Notas sobre First Look 3

 

Han sido días largos e intensos los de marzo, en parte por viajes y un montón de festivalas y muestras que llegan con la primavera acá a Nueva York. Me tocaron en BAM dos grandes retrospectivas, de Andrzej Zulawski y Terence Davis. Además empezaron los pases previos de New Directors New Films, que realiza el Film Society of Lincoln Center junto al MoMA. En medio de esto están las películas que salen cada semana que a veces absorben más de la cuenta. Pero de todo eso escribiré después porque aún tengo una deuda pendiente con First Look, la tercera y última parte. De esa serie me llamó la atención  “The Silence of Peleshian”, de Pietro Marcello, un documental italiano que a veces peca de ambiguo, aunque no por eso es menos interesante. Utiliza un montaje asociativo que nos lleva por una serie de viñetas en torno a Artavazd Peleshian, un cineasta armenio del que lamentablemente no he visto nada, pero cuya estética aparentemente inspira formalmente a Marcello, según lo que desprende de la propia cinta. Si un documental – o en este caso un ensayo cinematográfico- tiene como misión mínima informar o generar curiosidad en el tema, creo que “The Silence of Peleshian” se acerca a eso, al interés por Peleshian y su modo de ver el montaje.

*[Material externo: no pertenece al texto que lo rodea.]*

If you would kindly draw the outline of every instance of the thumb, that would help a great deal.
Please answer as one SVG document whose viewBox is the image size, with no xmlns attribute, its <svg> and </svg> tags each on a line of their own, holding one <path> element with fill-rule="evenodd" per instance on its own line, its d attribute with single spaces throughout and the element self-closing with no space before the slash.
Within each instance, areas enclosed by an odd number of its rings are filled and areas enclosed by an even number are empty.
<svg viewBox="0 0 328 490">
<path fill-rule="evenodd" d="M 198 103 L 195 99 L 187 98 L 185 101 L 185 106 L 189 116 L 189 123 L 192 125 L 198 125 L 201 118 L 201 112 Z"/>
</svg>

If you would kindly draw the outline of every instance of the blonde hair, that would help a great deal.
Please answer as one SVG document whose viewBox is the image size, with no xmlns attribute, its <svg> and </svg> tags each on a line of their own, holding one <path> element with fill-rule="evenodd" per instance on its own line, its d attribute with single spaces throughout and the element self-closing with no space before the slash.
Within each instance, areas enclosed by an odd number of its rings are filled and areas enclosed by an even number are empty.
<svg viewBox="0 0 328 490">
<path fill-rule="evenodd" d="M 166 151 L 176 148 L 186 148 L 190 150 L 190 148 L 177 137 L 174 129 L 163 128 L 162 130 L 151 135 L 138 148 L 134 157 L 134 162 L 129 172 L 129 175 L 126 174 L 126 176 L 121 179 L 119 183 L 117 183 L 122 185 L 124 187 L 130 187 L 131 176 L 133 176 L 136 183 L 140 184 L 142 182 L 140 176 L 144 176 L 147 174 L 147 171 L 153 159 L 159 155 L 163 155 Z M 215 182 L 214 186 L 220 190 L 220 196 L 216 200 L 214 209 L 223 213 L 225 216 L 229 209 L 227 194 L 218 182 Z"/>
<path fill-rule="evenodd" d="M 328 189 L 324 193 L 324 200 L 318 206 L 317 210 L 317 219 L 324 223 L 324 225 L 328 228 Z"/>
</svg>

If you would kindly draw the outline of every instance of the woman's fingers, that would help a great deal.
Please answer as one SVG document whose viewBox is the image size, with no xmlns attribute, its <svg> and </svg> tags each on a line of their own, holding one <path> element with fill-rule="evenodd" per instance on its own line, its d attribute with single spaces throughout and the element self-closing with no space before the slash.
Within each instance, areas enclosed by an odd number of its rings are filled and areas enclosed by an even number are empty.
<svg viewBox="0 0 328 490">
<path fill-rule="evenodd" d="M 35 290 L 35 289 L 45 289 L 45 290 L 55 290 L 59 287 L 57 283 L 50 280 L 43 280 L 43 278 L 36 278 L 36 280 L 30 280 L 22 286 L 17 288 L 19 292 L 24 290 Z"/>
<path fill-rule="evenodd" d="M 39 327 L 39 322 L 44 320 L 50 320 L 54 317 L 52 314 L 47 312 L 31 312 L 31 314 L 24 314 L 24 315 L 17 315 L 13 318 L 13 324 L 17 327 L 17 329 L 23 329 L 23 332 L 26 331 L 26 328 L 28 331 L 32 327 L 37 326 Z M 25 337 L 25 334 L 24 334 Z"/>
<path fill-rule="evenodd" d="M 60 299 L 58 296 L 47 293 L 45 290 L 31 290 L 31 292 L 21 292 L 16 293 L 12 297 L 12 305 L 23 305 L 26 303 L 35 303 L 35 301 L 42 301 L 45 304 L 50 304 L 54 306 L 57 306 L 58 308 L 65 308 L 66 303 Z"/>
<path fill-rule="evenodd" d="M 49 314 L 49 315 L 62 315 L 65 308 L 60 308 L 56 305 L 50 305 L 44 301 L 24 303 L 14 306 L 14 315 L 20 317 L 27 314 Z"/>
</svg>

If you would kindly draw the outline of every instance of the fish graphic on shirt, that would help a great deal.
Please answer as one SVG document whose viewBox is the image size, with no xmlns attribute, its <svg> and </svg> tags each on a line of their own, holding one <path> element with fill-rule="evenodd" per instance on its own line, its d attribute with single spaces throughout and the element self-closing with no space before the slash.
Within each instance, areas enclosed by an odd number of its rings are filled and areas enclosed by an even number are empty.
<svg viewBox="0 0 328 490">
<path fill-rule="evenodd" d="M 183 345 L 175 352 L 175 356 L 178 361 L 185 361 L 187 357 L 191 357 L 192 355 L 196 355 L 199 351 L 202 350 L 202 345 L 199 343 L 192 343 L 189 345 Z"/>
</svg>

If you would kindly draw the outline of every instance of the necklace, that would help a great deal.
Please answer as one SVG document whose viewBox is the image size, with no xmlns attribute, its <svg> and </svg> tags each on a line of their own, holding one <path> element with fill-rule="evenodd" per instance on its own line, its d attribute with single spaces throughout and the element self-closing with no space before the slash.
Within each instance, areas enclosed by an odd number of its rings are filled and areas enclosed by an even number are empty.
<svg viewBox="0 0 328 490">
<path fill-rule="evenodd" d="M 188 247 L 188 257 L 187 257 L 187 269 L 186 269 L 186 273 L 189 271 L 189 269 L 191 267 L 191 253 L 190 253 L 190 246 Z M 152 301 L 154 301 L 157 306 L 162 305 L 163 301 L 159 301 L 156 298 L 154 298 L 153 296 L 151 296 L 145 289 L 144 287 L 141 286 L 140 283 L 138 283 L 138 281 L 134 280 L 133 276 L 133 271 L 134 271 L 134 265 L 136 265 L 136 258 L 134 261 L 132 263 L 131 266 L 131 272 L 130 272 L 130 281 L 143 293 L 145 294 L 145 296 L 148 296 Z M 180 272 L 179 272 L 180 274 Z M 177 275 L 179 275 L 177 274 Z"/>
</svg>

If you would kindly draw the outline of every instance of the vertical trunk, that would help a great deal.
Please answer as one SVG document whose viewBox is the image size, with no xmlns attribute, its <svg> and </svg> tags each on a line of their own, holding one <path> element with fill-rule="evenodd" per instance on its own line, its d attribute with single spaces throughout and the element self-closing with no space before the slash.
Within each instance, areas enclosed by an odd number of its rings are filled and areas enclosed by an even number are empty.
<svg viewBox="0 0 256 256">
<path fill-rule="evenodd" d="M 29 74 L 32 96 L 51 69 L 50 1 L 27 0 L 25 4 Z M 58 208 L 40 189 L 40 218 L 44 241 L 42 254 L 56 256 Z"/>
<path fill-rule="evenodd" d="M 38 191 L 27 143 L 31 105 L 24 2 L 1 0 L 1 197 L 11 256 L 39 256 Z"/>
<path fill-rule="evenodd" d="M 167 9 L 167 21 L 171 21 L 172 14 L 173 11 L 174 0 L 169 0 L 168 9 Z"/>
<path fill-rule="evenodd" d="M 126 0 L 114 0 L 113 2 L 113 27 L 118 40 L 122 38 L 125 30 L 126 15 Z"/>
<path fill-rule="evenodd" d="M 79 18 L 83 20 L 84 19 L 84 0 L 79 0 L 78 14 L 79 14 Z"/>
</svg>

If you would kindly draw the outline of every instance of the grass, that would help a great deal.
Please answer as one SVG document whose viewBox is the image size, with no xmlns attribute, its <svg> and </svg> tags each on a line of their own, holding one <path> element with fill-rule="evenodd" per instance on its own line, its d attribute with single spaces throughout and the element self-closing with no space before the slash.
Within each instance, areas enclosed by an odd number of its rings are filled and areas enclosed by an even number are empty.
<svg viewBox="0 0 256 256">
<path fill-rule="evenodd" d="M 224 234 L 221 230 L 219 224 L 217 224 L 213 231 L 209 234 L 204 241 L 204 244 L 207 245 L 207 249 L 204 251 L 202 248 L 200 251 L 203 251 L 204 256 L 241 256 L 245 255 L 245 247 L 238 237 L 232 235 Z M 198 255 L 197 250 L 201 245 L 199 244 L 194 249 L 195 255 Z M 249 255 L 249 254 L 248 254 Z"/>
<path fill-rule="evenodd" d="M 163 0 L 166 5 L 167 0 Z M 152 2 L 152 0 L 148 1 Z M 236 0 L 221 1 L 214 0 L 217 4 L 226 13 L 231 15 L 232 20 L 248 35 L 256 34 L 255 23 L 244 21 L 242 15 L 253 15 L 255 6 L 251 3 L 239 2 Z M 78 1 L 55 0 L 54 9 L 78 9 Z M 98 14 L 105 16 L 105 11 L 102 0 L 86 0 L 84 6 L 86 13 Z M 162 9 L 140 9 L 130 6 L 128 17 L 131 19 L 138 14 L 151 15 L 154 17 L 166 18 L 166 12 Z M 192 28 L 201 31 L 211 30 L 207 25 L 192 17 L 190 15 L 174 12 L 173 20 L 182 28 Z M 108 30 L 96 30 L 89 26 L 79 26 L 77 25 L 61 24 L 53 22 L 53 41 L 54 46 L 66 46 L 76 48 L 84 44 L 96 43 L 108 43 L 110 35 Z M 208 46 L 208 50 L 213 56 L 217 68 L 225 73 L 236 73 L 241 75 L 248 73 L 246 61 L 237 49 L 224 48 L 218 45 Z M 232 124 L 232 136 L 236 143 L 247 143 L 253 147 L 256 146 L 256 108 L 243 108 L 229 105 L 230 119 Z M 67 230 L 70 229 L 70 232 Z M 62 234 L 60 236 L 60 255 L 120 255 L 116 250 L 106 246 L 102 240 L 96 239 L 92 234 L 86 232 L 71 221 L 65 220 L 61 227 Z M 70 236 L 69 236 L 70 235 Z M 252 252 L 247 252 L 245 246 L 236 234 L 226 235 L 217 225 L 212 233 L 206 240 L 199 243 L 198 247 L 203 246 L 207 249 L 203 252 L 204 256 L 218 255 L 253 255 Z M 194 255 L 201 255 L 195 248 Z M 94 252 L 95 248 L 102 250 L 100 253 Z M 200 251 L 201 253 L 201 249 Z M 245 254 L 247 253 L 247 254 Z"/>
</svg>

Otro filme que me engatusó al principio fue “Without”, de Mark Jackson, un thriller estadounidense sobre una chica que viaja hasta una casa retirada en un bosque para cuidar a un enfermo. La película tiene un suspenso que avanza de manera notable en la medida que vemos a este personaje femenino lidiar con la soledad. Este estado es intenso mientras se mantienen ciertas incógnitas en torno a ella. Pero así como el filme se eleva gracias a esas interrogantes sin resolver, queda claro que es una situación insostenible, narrativamente hablando. Apenas conocemos de las trampas psicológicas que nos quiere vender el director, la cinta se transforma en la experiencia más banal del mundo. Podría haber sido una versión en color y un poco más convencional de “Two Years at Sea”, de Ben Rivers, pero se terminó transformando en uno de esos cientos de filmes que finalmente no creen en lo que están contando.

Si “Buenas Noches España”, la nueva película del filipino Raya Martin, hubiese tenido la duración de un cortometraje, habría sido una cinta  juguetona y afable, que incluso podría ver un par de veces más. Pero dura más de la cuenta y es tremendamente repetitiva en sus ideas. Este loop conceptual arroja una cuantas risas, aunque al rato el asunto se vuelve incómodo y obvio. Martin filmó en super 8 una serie de secuencias donde una chica conoce a un chico con el cual inicia un road trip, un viaje que los lleva a un museo en Bilbao. Este trabajo es bien godardiano, muy “Pierrot Le Fou”, muy libre y lisérgico también, con intervención en el material, características que lo colocan en un ala más avant garde. Todo eso me pareció muy bien. El problemas es que, aparte de la duración, para variar este cineasta se le ocurrió agregarle el componente o referente de historia de las Filipinas, que al igual que en “Independencia”, me resultó forzado y antojadizo. De todos modos hay que admitir que “Buenas Noches España” tiene ese elemento lúdico, como motor del filme, que consigue funcionar o divertir, incluso cuando la cinta alcanza altos niveles de ingenuidad.